Мальчик с голубыми глазами - Джоанн Харрис
Шрифт:
Интервал:
Закладка:
В то лето все действительно как-то сразу начало рушиться. Первые признаки появились после гибели брата. Лето было теплым, долгим и неспокойным, сплошные стрекозы и грозы. Мне тогда оставался месяц до восемнадцати лет, и тяжкое бремя пристального материнского внимания я ощущал как грозовую тучу, навечно нависшую над моей жизнью. Мать всегда была требовательной. Но теперь, когда мои братья убрались с дороги, она стала особенно зло и критично воспринимать все мои поступки, и я уже мечтал, что когда-нибудь тоже убегу из дома, как отец…

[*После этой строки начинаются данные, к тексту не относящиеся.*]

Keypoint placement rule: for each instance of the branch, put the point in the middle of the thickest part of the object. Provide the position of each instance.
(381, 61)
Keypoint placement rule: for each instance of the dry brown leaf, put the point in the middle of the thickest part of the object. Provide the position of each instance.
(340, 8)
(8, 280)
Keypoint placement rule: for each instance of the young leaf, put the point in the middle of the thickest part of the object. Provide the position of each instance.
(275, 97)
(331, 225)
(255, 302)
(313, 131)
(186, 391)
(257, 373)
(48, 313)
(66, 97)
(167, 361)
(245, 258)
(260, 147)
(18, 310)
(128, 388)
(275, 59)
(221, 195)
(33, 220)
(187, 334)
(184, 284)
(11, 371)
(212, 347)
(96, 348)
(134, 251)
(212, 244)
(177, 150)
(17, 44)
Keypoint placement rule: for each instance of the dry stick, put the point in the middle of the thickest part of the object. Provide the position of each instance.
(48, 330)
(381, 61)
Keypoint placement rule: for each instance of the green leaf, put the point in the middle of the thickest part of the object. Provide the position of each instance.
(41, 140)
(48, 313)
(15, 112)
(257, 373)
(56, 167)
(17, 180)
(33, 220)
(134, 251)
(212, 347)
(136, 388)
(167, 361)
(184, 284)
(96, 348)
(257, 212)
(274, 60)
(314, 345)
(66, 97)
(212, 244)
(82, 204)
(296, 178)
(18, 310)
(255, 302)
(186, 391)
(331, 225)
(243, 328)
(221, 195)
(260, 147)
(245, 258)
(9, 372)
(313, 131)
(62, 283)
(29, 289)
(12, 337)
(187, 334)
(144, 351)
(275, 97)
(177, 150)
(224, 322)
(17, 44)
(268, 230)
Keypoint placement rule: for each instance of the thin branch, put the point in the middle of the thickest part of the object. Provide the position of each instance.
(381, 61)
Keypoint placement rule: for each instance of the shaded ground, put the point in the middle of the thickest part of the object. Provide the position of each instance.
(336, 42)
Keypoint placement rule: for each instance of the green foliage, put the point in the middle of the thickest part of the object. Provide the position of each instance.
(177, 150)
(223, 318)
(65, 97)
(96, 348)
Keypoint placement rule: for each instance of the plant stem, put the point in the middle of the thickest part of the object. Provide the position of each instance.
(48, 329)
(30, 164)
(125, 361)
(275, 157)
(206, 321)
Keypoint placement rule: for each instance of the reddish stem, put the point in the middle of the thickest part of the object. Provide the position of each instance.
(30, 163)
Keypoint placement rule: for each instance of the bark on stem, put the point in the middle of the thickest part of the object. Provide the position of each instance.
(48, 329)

У матери в жизни тогда и впрямь наступила тяжелая полоса. История с Найджелом явно что-то сдвинула в ее душе. С первого взгляда ничего такого заметно не было, но мне, общавшемуся с ней изо дня в день, было ясно: да, с Глорией Грин творится что-то неладное. Сначала у нее возникло подобие странной летаргии, похожей на крайне медленное выздоровление. Мать могла часами сидеть, тупо уставившись в пространство, могла съесть несколько пакетов печенья зараз, могла вслух разговаривать с людьми, которых не было рядом, могла проспать до ужина, а потом часов в восемь или девять вечера снова улечься в постель…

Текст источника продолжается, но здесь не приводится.